BLIP-2: Bootstrapping Language-Image Pre-training with Frozen Image Encoders and Large Language Models

Junnan Li,Dongxu Li,Silvio Savarese,Steven Hoi
2023-06-15
Abstract:The cost of vision-and-language pre-training has become increasingly prohibitive due to end-to-end training of large-scale models. This paper proposes BLIP-2, a generic and efficient pre-training strategy that bootstraps vision-language pre-training from off-the-shelf frozen pre-trained image encoders and frozen large language models. BLIP-2 bridges the modality gap with a lightweight Querying Transformer, which is pre-trained in two stages. The first stage bootstraps vision-language representation learning from a frozen image encoder. The second stage bootstraps vision-to-language generative learning from a frozen language model. BLIP-2 achieves state-of-the-art performance on various vision-language tasks, despite having significantly fewer trainable parameters than existing methods. For example, our model outperforms Flamingo80B by 8.7% on zero-shot VQAv2 with 54x fewer trainable parameters. We also demonstrate the model's emerging capabilities of zero-shot image-to-text generation that can follow natural language instructions.
Computer Vision and Pattern Recognition
What problem does this paper attempt to address?

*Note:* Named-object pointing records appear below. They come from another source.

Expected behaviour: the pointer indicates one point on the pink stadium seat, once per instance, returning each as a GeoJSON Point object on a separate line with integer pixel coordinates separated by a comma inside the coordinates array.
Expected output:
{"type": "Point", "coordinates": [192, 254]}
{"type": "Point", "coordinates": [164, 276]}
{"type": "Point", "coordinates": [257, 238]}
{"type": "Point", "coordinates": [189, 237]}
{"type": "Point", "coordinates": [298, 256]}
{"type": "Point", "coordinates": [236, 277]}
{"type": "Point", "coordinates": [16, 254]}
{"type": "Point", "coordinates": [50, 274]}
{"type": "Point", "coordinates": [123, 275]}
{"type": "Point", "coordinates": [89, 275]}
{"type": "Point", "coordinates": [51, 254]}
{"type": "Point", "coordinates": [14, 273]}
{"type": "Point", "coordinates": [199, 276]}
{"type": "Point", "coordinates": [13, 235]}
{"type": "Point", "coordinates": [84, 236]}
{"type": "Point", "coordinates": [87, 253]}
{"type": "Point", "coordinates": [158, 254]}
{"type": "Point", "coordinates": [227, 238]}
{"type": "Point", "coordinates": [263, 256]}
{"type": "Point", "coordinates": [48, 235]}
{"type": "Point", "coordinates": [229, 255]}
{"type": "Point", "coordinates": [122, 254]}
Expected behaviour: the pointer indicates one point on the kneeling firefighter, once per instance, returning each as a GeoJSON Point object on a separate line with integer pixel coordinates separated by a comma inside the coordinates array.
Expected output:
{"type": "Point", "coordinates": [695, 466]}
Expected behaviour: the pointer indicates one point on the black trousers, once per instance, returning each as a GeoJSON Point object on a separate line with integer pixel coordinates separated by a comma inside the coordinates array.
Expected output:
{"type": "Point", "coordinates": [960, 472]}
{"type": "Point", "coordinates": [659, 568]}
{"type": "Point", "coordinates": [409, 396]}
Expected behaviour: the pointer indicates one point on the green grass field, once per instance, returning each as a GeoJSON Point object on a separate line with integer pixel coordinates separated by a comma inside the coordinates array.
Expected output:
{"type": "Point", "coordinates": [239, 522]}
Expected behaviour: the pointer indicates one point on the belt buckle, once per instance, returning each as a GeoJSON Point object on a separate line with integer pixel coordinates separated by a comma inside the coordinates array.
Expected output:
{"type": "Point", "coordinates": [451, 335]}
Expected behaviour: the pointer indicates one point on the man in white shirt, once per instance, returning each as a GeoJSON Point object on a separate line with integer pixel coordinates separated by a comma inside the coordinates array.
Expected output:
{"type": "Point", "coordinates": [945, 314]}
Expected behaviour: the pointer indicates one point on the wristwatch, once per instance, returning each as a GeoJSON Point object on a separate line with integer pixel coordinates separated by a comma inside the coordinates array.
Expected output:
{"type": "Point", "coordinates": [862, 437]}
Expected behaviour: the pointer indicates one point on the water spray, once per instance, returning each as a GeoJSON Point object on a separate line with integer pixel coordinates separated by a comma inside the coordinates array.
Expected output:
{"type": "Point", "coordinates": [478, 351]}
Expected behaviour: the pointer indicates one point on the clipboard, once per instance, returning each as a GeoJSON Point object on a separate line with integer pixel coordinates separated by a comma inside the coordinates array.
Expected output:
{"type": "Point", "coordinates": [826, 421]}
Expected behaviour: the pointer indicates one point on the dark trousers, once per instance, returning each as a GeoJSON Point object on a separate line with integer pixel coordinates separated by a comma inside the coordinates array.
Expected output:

### Problems the Paper Attempts to Solve This paper aims to address the cost issues associated with Vision-Language Pre-training (VLP). As the scale of models continues to grow, the computational cost required for end-to-end training of large models becomes increasingly high, making VLP research more and more unaffordable. Additionally, most existing VLP methods cannot flexibly utilize already existing unimodal pre-trained models, such as large-scale language models (LLMs), during pre-training. To solve these problems, the paper proposes BLIP-2, an efficient and versatile pre-training strategy that guides vision-language pre-training through a frozen image encoder and a frozen large-scale language model. Specifically, BLIP-2 bridges the gap between modalities through a lightweight Querying Transformer (Q-Former), which is pre-trained in two stages: 1. **Stage 1**: Guide vision-language representation learning from the frozen image encoder. 2. **Stage 2**: Guide vision-to-language generation learning from the frozen language model. Through this approach, BLIP-2 achieves state-of-the-art performance on various vision-language tasks, such as zero-shot visual question answering (VQA), image captioning, and image-text retrieval, with significantly reduced trainable parameters. For example, BLIP-2 outperforms Flamingo80B by 8.7% on zero-shot VQAv2 while using 54 times fewer trainable parameters. ### Main Contributions 1. **Effective Utilization of Frozen Unimodal Models**: BLIP-2 effectively bridges the gap between vision and language modalities through the two-stage pre-trained Q-Former, enabling the use of high-quality frozen image encoders and powerful frozen language models. 2. **Zero-Shot Image-to-Text Generation**: BLIP-2 can generate image descriptions through natural language instructions, demonstrating strong capabilities in visual knowledge reasoning, visual dialogue, and more. 3. **High Computational Efficiency**: By using frozen unimodal models and a lightweight Q-Former, BLIP-2's computational cost is far lower than existing methods. For instance, BLIP-2 outperforms Flamingo on zero-shot VQAv2 while using 54 times fewer trainable parameters. In summary, BLIP-2, through its innovative pre-training strategy, not only improves the performance of vision-language tasks but also significantly reduces computational costs, making VLP research more efficient and practical.